August 18, 2017

Analytics Spending Up, Trust in Data Down

George Leopold

(sdecoret/Shutterstock)

Spending on data and analytics continues to surge despite growing uneasiness about the sources of unstructured big data that lacks traditional controls, a new survey warns.

KPMG found that a large majority (86 percent) of the 400 CEOs it interviewed have increased investments in data analytics over the last year. Of those, more than one-third characterized their data investments as “significant.” That, the business consultant notes, reflects changing attitudes about big data technology, which is increasingly viewed as an opportunity rather than a threat.

Despite the momentum, the annual KPMG CEO survey released on Friday (Aug. 18) reflects underlying concerns about where data is coming from and whether it can be trusted when making multi-million dollar decisions. Nearly half of those polled expressed doubts about the integrity of the massive data volumes they are coping with and whether they can trust it in making strategic decisions.

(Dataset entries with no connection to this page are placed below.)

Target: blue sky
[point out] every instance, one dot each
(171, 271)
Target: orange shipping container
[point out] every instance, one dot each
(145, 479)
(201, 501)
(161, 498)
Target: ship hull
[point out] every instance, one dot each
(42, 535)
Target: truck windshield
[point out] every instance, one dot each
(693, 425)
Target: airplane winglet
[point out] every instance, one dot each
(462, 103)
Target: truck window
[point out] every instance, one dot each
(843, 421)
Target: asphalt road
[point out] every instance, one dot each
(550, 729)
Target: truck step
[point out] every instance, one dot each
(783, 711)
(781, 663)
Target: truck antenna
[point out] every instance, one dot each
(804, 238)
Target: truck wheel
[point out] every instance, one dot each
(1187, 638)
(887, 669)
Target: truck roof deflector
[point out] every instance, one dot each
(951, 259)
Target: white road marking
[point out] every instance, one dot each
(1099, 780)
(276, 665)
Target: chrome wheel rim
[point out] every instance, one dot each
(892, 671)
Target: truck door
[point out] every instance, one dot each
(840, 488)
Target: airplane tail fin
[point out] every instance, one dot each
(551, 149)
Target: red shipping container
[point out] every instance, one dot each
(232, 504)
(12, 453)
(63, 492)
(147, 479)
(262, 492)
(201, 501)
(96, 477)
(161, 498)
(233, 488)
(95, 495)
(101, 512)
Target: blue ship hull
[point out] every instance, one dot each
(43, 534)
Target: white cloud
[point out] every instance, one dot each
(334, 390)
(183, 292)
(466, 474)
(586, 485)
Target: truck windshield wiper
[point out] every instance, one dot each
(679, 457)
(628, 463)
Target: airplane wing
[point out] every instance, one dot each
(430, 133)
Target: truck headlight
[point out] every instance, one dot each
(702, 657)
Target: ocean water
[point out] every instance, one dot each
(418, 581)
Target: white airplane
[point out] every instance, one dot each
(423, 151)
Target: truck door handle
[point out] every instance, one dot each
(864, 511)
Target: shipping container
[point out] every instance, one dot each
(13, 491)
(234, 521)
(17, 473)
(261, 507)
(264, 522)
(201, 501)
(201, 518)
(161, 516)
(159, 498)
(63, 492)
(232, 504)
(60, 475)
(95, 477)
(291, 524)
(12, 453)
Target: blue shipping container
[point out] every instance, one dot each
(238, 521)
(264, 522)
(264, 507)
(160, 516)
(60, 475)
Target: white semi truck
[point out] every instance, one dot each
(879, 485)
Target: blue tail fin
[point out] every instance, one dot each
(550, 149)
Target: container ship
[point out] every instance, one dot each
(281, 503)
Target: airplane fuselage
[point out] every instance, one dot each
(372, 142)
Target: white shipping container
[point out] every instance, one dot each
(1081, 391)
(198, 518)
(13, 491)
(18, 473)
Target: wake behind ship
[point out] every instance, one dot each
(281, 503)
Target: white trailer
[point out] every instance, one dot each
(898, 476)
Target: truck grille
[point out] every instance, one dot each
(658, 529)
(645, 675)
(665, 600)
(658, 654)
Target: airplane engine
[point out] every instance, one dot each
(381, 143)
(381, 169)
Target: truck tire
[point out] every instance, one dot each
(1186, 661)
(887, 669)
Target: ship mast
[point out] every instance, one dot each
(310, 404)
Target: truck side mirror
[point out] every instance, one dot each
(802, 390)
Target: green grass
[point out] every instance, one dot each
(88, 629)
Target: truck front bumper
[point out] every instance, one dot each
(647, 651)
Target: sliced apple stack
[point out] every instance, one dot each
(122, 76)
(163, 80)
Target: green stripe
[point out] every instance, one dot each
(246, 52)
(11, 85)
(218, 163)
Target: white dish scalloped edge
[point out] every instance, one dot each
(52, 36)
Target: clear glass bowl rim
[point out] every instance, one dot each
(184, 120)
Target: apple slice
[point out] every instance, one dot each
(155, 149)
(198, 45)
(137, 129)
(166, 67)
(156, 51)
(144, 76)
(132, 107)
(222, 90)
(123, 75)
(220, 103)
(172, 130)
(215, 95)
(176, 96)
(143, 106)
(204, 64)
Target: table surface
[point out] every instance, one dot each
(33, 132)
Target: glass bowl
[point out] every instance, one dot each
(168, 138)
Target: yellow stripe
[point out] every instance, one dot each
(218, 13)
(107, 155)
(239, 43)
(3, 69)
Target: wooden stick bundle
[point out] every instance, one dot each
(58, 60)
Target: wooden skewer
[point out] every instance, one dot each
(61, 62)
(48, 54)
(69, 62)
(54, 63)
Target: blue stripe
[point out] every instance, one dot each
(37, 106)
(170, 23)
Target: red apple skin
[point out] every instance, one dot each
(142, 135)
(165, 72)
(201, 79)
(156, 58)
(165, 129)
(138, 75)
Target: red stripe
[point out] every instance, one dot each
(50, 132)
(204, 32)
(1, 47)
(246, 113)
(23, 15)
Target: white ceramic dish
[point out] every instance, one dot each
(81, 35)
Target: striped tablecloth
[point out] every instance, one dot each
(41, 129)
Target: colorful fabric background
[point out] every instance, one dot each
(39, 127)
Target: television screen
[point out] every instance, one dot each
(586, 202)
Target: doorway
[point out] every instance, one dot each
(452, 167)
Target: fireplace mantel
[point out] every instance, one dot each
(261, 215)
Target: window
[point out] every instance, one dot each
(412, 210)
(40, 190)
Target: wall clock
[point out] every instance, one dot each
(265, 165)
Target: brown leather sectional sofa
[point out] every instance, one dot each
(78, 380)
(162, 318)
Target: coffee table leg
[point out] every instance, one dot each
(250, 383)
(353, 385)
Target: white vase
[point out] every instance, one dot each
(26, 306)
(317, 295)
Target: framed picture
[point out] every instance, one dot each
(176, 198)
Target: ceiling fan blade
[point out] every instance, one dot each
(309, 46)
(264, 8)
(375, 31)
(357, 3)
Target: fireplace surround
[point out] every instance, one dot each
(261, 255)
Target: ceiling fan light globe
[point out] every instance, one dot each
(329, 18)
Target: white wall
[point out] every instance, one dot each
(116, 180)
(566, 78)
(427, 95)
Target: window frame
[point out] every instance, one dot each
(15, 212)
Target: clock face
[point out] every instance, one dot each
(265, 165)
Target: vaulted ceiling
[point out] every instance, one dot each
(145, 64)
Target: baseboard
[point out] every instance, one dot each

“Organizations are getting so much data and so many more types of data, such as from external sources, and in many cases these data are not governed by long relied-upon controls,” stressed Brad Fisher, KPMG’s data and analytics leader. Companies “need to have transparency in the data science processes to better understand and rely on the analytics. Only then will executives have more confidence in their decision making using data and analytics,” Fisher added.

Among the other digital concerns keeping CEOs awake at night are figuring out how to integrate cognitive computing and artificial intelligence into their operations. Most are considering machine learning and other tools to automate routine business processes, but determining how these tools mesh with more complicated processes remains a worry, the consulting firm found.

Those requirements may be good news for data scientists and other digital workers since a third of executives said they are “significantly’ increasing hiring as they roll out analytics and other technologies. Key positions include middle and senior management as well as R&D, with more companies looking to hire chief data officers.

A separate CDO survey released last year by Gartner Inc. found that analytics and data governance are among the highest priorities as companies chart their big data strategies. Gartner (NYSE: IT) found that more than half of companies it surveyed have hired CDOs.

Meanwhile, KPMG found that data analytics led the list of technology investments, with 61 percent of respondents saying they expect to increase spending over the next three years. Not far behind were cognitive technologies (58 percent) and the Internet of Things (55 percent).

In seeking to become what KPMG dubs “digitally-evolved” enterprises, the survey concludes that companies are increasingly “investing in data analytics, cognitive technologies and connecting more of their products, supply chain and customer touch points into an integrated, intelligent network.”